A divisão aeroespacial da Obskurakorps focava principalmente nas capacidades de lançamento de SCP-3721-2, juntamente com a militarização dos sistemas existentes. Embora os projetos iniciais dos motores fossem baseados no A3 de von Braun, versões posteriores adotariam uma abordagem mais esotérica para o abastecimento. Por fim, o projeto dos motores seria terceirizado para a divisão de biologia. Enquanto isso, planos para reabastecer SCP-3721-2 com munição bimestralmente foram considerados, mas nunca implementados.

O principal objetivo da divisão de biologia era o de desenvolver um sistema de identificação de alvos. Para prevenir a apropriação pelas potências dos Aliados, foi proposto um sistema de dois fatores operado por controladores efetivamente sencientes; na prática, isso assumiu a forma de um motor esotérico composto de bronze de berílio e tecido cerebral humano. Os primeiros desses motores foram construídos e implementados em 06/10/1943.

O lançamento de SCP-3721-26 foi supervisionado pelo Dr. Ackermann em 09/11/1943, com uma trajetória de vôo projetada sobre vários centros populacionais Russos. SCP-3721-2 deveria disparar contra quatro centros populacionais alemães no espaço de um dia. O desenvolvimento de SCP-3721 foi imediatamente interrompido.

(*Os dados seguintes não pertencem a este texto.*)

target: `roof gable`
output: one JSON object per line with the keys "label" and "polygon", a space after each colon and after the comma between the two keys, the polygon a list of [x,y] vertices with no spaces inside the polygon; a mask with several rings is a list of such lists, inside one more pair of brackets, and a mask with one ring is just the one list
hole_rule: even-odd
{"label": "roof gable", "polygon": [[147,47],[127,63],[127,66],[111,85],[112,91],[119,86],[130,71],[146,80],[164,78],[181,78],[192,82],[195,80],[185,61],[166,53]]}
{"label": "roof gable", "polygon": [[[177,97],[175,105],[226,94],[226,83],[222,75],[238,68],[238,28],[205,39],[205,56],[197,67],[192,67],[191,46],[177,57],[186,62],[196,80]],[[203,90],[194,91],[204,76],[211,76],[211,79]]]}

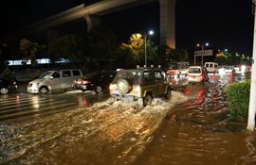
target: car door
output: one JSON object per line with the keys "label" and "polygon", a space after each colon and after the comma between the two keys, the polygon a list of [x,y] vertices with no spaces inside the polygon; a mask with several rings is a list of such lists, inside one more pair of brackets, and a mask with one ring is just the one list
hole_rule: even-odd
{"label": "car door", "polygon": [[51,91],[56,91],[62,89],[61,83],[62,83],[61,74],[59,71],[55,71],[47,79],[46,85],[50,86]]}
{"label": "car door", "polygon": [[165,93],[164,77],[161,71],[155,71],[155,94],[162,95]]}

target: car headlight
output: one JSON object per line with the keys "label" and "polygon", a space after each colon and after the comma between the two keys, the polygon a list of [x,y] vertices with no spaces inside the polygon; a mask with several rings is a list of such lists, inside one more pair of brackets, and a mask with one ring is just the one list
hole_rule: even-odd
{"label": "car headlight", "polygon": [[110,90],[110,91],[117,90],[117,88],[118,88],[117,84],[110,84],[110,85],[109,85],[109,90]]}
{"label": "car headlight", "polygon": [[140,86],[136,86],[136,87],[135,87],[135,91],[136,91],[136,92],[140,92],[140,91],[141,91]]}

Apesar de sua posição como diretora do projeto, a Dra. Zellweger era rigidamente controlada por seus superiores até seu desaparecimento em 06/10/1943. Relatos pessoais descrevem Zellweger como paciente e cordial, embora cada vez mais reservada à medida que o projeto avançava.

A maioria das plantas e documentos de projetos contém comentários em alemão truncado, frequentemente acompanhados por esboços de vegetação; tais comentários não aparecem após 05/10/1943.


COMUNICAÇÕES DESCRIPTOGRAFADAS

Os métodos de criptografia de SCP-3721 não se assemelham à criptografia conhecida da Obskurakorps. Sendo assim, decodificar a saída de SCP-3721 tem se mostrado difícil.

O seguinte se aplica ao Padrão 19 e, supostamente, ao resto da saída de dados de SCP-3721: as informações são impressas em uma série de dois canais, o primeiro representando as comunicações entre SCP-3721-1 e -2, e o segundo sinalizando a função de dor. Toda a comunicação é escrita em um pidgin de alemão e iídiche. SCP-3721-1 é referido como "CONTROLADOR" e SCP-3721-2 como "PLANADOR".

A maioria dos padrões empregados apresenta semelhanças com a paracriptografia asquenaze da década de 1930. O significado disso é desconhecido.